Conventionally, a wiring substrate in which electronic components are incorporated is known. Japanese Laid-Open Patent Publication No. 2014-49558 describes an example of such wiring substrates. The electronic component is arranged in a cavity that is formed in a core substrate of the wiring substrate. The wiring substrate is manufactured by the following process. Firstly, a temporary tape is applied to one surface side of the core substrate to cover a cavity formed in the core substrate and having a larger size than the electronic component. After the electronic component is arranged in the cavity, the cavity is filled with an insulating resin. Then, the temporary tape is removed and an insulating resin is laminated on the surface of the core substrate from which the temporary tape is removed. In this manner, the structure illustrated in FIG. 11A is obtained. In this structure, the electronic component 203 is arranged in the cavity 202 of the core substrate 201. The insulating resin 204 that covers the electronic component 203 is formed on the upper and lower surfaces of the core substrate 201. The cavity 202 is filled with the insulating resin 204. At this time, the insulating resin 204 is in a semi-cured state. Then, as illustrated in FIG. 11B, the insulating resin 204 in the semi-cured state is thermally cured and hardened under a temperature atmosphere of about 150° C. to 180° C. In the thermal cure processing, the core substrate 201 and the electronic component 203 are expanded by the high temperature (refer to arrows in FIG. 11B). The position of each of the components is fixed by hardening of the insulating resin 204. Subsequently, in the step illustrated in FIG. 11C, the structure illustrated in FIG. 11B is cooled. Then, a given number of insulating layers and a given number of wiring layers are stacked on each of the upper and lower surfaces of the insulating resin 204.
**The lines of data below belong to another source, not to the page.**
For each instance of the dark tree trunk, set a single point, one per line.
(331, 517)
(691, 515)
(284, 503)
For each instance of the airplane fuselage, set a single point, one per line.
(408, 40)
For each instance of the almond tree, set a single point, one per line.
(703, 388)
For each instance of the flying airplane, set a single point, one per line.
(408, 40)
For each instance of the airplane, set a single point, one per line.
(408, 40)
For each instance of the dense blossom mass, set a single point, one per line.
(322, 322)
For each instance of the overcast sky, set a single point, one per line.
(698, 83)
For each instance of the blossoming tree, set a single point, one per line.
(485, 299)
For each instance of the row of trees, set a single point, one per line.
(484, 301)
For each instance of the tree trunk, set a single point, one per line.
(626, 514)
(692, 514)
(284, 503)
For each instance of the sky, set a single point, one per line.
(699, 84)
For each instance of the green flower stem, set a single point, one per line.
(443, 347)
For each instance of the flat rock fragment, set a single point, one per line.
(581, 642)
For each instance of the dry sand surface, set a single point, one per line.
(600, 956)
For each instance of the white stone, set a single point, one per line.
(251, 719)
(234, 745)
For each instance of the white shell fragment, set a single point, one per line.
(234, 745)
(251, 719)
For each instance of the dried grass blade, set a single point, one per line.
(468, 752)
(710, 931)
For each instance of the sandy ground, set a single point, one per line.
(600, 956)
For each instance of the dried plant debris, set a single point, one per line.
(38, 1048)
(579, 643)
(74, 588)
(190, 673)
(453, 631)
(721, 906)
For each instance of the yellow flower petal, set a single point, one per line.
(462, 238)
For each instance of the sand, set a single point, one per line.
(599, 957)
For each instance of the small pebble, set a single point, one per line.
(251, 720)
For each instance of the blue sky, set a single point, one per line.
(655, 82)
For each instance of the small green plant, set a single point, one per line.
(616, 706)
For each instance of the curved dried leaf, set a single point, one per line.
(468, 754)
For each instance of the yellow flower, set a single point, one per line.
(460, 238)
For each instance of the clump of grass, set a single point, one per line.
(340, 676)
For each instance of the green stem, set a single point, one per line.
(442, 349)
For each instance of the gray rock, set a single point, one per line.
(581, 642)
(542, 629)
The electronic component 203 has a lower coefficient of thermal expansion (CTE) than the core substrate 201. In this case, the contraction of the core substrate 201 becomes larger than that of the electronic component 203 during the cooling. This applies compressive stress to the electronic component 203 (refer to arrows in FIG. 11C). When the compressive stress applied to the electronic component 203 becomes large, the peripheral portion of the electronic component 203 is deformed by the compressive stress. Consequently, as illustrated in FIG. 11D, the electronic component 203 is protruded from one surface side. In such a case, it is difficult to form wirings on the insulating resin 204.
If a gap between the electronic component 203 and the walls of the cavity 202 is widely ensured, the insulating resin 204 filled in the gap may limit the compressive stress applied to the electronic component 203 during the cooling. However, when the volume of the cavity 202 is large, the cavity 202 may not be sufficiently filled with the insulating resin 204. This may form dips in the insulating resin 204 covering the top of the cavity 202. Such dips adversely affect the formation of the wiring layers on the insulating resin 204.